"Ya, bu." Matanya yang bening memandangi saya, lalu melirik makanan yang sedang diramu pedagang.
"Memangnya, tadi pagi nggak sarapan?" Usil, saya memang usil, mau tahu urusan orang.
"Sudah." Jawab anak yang kira-kira kelas 2-3 SD.
"Ini lapar lagi?" Ih, ibuk-ibuuk. Tanya terus.
"Ya ..."
"Memang nggak bawa bekal dari rumah?" Yah, saya mirip wartawan wawancara narsum. Mengejar pertanyaan satu demi satu, tak pernah berhenti.
"Kata mama, dikasih duit Rp 15.000,00 saja biar praktis. Takutnya nanti dibekali dari rumah nggak dimakan karena nggak suka. Sudah repot, mubadzir."
Saya melongo. Limabelas ribu atau satu euro, sudah banyak untuk anak Indonesia karena bisa dapat paling tidak tiga jajanan. Kalau di Jerman cuma dapat satu permen kojek alias lolipop. Atau bisa juga beli satu jajan, sisanya (Rp 10.000) disimpan atau untuk beli mainan, bukan?
Lain halnya dengan di Jerman, SD di kampung kami hanya sampai kelas 4. Bersyukur bahwa SD kampung kami itu tidak ada kantin atau penjual seperti di tanah air di depan sekolah. Anak-anak kami, yang SD sampai SMP masih mau dibekali kotak makanan kecil. Isinya bisa bervariasi. Mulai dari Vesper (roti tawar atau roti kering lain dengan isi daging salami, selai atau keju), sandwich (dibakar), hamburger, sosis, buah, wortel, kek atau kuweh (entah buatan sendiri atau dari beli).
Minum untuk mereka hanya ada dua jenis; air putih atau Apfelschoerle (jus apel dicampur air putih bergas). Minuman seperti cola, teh, jus dan sejenisnya, dilarang oleh pihak sekolah. Bahkan di SMP/SMA ada dispenser air putih untuk semua siswa, gratis ada di aula atau lorong sekolah. Pembeliannya gotong royong dari orang tua murid.
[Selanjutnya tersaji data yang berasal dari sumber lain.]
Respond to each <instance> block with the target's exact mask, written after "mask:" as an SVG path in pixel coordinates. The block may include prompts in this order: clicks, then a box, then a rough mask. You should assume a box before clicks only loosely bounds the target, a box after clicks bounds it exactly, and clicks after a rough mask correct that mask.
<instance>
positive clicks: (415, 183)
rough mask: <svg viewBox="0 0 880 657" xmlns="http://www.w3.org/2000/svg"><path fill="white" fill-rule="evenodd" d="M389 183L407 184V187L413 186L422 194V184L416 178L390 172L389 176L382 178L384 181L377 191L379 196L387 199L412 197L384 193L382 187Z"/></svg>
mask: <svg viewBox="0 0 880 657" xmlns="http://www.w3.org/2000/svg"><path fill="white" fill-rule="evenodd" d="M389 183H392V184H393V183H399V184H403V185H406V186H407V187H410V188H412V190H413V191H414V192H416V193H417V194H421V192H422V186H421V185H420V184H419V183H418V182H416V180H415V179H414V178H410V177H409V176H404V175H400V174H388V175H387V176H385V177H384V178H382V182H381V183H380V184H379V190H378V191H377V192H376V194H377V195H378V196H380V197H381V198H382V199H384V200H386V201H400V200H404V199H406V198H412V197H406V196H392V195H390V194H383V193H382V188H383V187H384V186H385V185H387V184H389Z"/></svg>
Nah, baru ketika ada sekolah sore, saya beri uang makan barang 3,50. Kelas 5-10 untuk Realschule atau kelas 5-12 untuk Gymnasium, anak-anak harus pindah ke kota. Di sana tersedia kantin sekolah, di mana anak-anak bisa jajan roti, makanan pokok kebanyakan orang Jerman, pada saat istirahat 1-2 atau makan siang sebelum sekolah siang di kantin. Meskipun dekat dengan pusat kota, harus ada surat perjanjian dari pihak orang tua yang menerangkan bahwa pihak sekolah diijinkan untuk melepas mereka ke luar dari gedung sekolah untuk cari tempat makan lainnya.